Corey Davis is dealing with an MCL sprain that occurred in week 7. Davis did not practice Wednesday and is questionable to play this week. As mentioned above with Ezekiel Elliot, MCL sprains can lead to swelling in the knee joint, which can cause stiffness and pain. MCL injuries particularly impact cutting motions more so than straight line running.
Receivers average missing 2.7 games and score 2.5 fantasy points less than their pre-injury baseline when they return.
Collins is dealing with a groin injury and has not practiced this week. The groin is active in running and cutting and is very important for single-leg stability. Surprisingly, we do not see much impact on fantasy performance from these injuries. We will have to continue to monitor his progress in practice reports this week.
Such a frustrating player this year. Thomas got off to a hot start but has missed four games due to a lingering turf toe. I have explained turf toe in previous posts, but ultimately it will impact a player’s ability to sprint and change directions. Hopefully, Thomas will return soon. His rest-of-season outlook is still positive, as the Saints are a poor team and often need to throw at the end of games.
Lazard picked up a shoulder injury last week and is questionable to play in week 8. The shoulder is obviously vital for a receiver to reach up to catch a ball, and also must move rapidly during running. Without full range of motion in the shoulder, a receiver cannot play effectively.
We do not know the exact tissue injured, and we will have to continue to monitor practice reports to see if Lazard will be available this week. If he does play, that indicates he has the available shoulder range needed, and his per-play production should not be impacted.
Gage has been ruled out for week 8 due to a setback in his hamstring injury. Gage has been dealing with a hamstring injury most of the season, starting in the preseason. These injuries have a high recurrence. A previous hamstring injury increases the risk for another by 2.7x!
Receivers average missing 1.8 games due to a hamstring injury and score 2.8 points below their pre-injury average in the first game back.
Unfortunately it looks like Andrews has picked up a shoulder injury on Thursday Night Football. I’ll have more info on this injury on next week’s article.
Previously written: Andrews is dealing with a mysterious knee injury that Baltimore has not given us much detail about. Clearly, it is serious enough to put his week 8 status at risk. He did not play well in Week 7, and his knee may be to blame.
Since we do not know what tissues are injured, it is difficult to analyze. What we do know is that Andrews plays Thursday night, making it easy for fantasy players to pivot if he does not play. A nice pivot play would be his teammate, rookie tight end Isaiah Likely. I admit there is some bias here, as Likely and I share the same alma mater (Coastal Carolina University). Bias aside Likely is a very athletic receiver tight end with reliable hands and the speed to get down the field. Lamar Jackson and the Ravens LOVE tight ends.

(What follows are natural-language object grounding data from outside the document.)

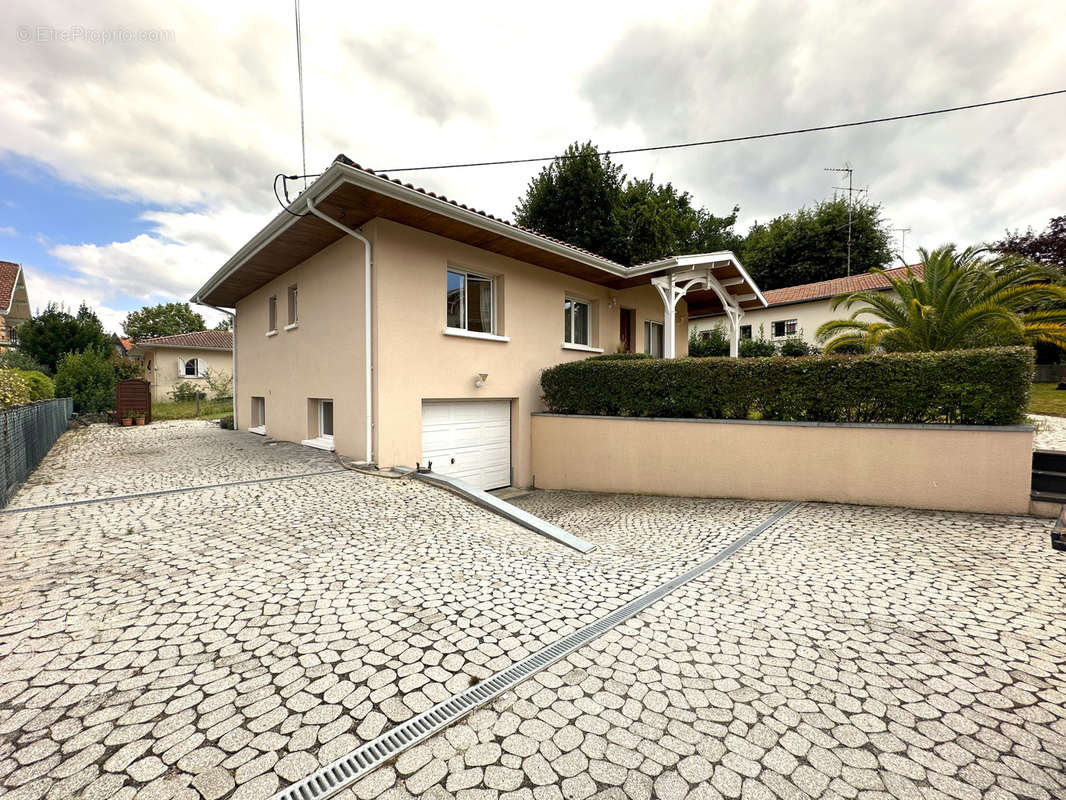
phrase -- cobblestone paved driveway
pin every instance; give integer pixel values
(224, 642)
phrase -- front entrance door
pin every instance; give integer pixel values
(626, 330)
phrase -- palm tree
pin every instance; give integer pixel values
(963, 300)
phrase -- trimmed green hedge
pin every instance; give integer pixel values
(988, 386)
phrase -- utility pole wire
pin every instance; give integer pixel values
(753, 137)
(300, 76)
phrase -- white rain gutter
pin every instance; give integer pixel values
(367, 319)
(232, 350)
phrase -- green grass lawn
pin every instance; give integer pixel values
(187, 410)
(1048, 400)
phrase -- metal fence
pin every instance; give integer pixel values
(27, 434)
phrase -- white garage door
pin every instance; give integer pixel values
(469, 440)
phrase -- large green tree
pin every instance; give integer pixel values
(55, 332)
(165, 319)
(811, 244)
(964, 300)
(1046, 248)
(583, 198)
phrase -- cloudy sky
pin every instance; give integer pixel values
(140, 140)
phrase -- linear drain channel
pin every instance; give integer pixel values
(348, 769)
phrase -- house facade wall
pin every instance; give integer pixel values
(417, 361)
(19, 313)
(809, 317)
(163, 370)
(414, 358)
(322, 357)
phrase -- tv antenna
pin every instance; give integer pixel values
(300, 76)
(851, 191)
(903, 242)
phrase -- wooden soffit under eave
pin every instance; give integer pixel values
(355, 206)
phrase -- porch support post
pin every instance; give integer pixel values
(669, 293)
(733, 316)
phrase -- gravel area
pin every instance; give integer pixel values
(225, 642)
(1050, 432)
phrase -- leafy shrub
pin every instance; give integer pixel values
(14, 390)
(89, 378)
(126, 369)
(187, 390)
(622, 356)
(41, 385)
(707, 344)
(757, 349)
(795, 347)
(16, 358)
(989, 386)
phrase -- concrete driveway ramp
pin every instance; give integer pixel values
(504, 509)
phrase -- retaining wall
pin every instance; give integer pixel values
(925, 466)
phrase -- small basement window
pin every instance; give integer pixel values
(321, 425)
(293, 310)
(258, 415)
(577, 322)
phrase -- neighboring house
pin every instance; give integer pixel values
(14, 303)
(399, 326)
(170, 361)
(797, 312)
(122, 345)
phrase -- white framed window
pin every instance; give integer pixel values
(293, 318)
(470, 302)
(191, 368)
(325, 419)
(653, 338)
(577, 322)
(258, 415)
(321, 424)
(782, 329)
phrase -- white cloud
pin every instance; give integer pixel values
(198, 126)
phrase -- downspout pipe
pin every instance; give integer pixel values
(367, 320)
(232, 352)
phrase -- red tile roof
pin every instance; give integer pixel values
(826, 289)
(9, 277)
(208, 339)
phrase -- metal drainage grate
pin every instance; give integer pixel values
(348, 769)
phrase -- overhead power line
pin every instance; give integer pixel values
(749, 138)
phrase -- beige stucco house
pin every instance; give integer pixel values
(797, 312)
(170, 361)
(398, 326)
(14, 303)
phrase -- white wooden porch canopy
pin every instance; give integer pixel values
(709, 282)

Similar to Mike Williams, Njoku suffered a moderate severity high ankle sprain. A detailed description of high ankle sprains can be found above in the content for Mike Williams.

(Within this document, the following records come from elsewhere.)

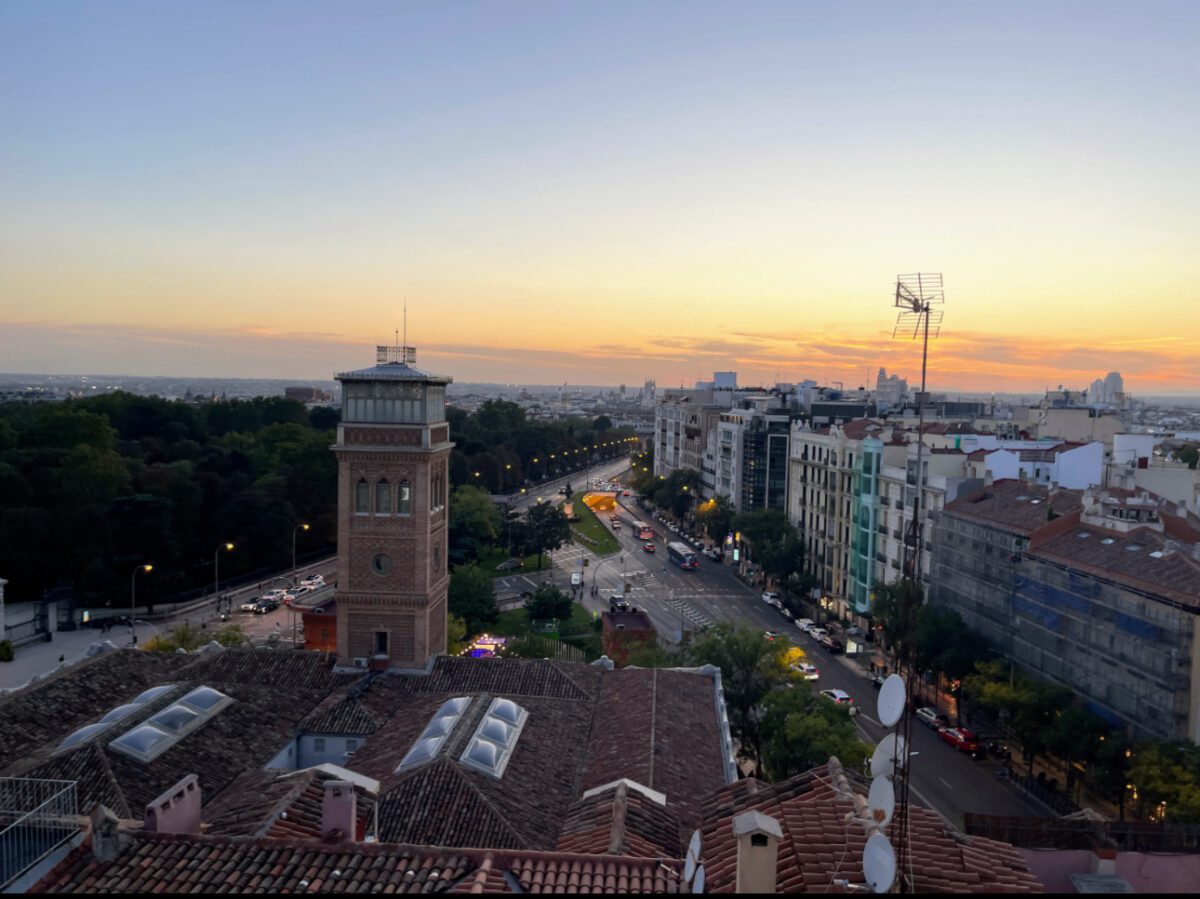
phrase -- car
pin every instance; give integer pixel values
(839, 696)
(933, 718)
(961, 739)
(808, 671)
(833, 645)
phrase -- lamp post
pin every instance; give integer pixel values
(297, 529)
(133, 586)
(216, 569)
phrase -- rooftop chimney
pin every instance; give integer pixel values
(339, 810)
(178, 810)
(106, 834)
(759, 838)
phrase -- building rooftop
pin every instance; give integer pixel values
(1015, 505)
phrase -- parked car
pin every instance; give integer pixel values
(933, 718)
(833, 645)
(808, 671)
(839, 696)
(961, 739)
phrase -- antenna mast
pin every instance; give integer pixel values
(918, 297)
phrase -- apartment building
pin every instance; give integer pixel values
(1097, 591)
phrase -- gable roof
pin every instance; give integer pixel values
(820, 844)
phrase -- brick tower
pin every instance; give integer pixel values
(393, 480)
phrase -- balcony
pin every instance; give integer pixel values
(36, 819)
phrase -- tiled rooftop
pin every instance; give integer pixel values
(820, 844)
(1014, 505)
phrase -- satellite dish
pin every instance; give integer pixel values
(892, 700)
(882, 799)
(879, 863)
(883, 760)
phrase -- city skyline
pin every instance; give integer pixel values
(597, 196)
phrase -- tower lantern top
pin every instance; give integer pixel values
(406, 355)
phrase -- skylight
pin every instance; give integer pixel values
(114, 717)
(163, 730)
(496, 738)
(435, 735)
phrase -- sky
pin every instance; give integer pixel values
(601, 192)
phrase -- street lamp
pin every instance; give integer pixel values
(294, 531)
(133, 586)
(216, 567)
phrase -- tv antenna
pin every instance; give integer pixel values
(919, 298)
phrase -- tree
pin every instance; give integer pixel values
(472, 597)
(547, 529)
(549, 601)
(802, 731)
(750, 666)
(474, 522)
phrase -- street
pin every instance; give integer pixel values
(942, 779)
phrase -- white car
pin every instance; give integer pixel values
(809, 672)
(839, 696)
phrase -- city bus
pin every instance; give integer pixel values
(683, 556)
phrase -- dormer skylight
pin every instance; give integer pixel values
(114, 717)
(435, 735)
(163, 730)
(496, 738)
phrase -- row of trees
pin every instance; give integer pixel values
(90, 489)
(499, 449)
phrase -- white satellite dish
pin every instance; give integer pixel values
(883, 760)
(892, 700)
(882, 799)
(879, 863)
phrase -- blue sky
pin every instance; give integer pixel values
(288, 172)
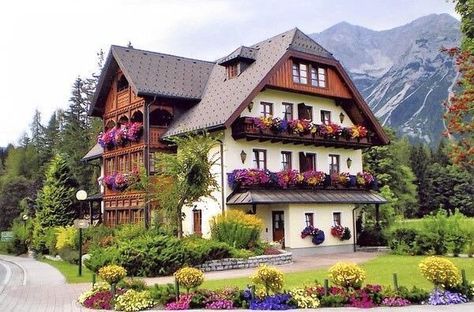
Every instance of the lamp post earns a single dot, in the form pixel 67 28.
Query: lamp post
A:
pixel 81 195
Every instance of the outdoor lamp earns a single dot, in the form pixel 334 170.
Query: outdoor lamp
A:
pixel 349 162
pixel 250 106
pixel 243 156
pixel 341 117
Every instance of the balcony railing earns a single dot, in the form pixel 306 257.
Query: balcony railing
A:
pixel 249 128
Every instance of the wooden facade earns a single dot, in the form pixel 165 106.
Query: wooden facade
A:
pixel 122 106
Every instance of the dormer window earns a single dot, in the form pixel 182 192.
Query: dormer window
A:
pixel 232 71
pixel 309 74
pixel 122 84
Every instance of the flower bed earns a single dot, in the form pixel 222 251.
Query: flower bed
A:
pixel 303 127
pixel 291 178
pixel 121 135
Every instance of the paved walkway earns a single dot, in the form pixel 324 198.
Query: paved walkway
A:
pixel 32 286
pixel 301 263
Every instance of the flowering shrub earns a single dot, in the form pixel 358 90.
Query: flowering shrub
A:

Njoku is also expected to miss 2-5 weeks, putting fantasy players in a bind about what to do with him. Just like Williams, if you need to win now, you need to trade him.
This will be the same every week. PCL injuries simply do not heal. What I mean by this is the portion of the ligament that is injured will not form back together. Recovery from a partial PCL injury has to do with pain and swelling management, and aggravations are frequent. It is impossible to predict Schultz’s rest of-season outlook, but he will continue to be on the injury report. The good news is Dak Prescott is back and clearly has a great rapport with Schultz.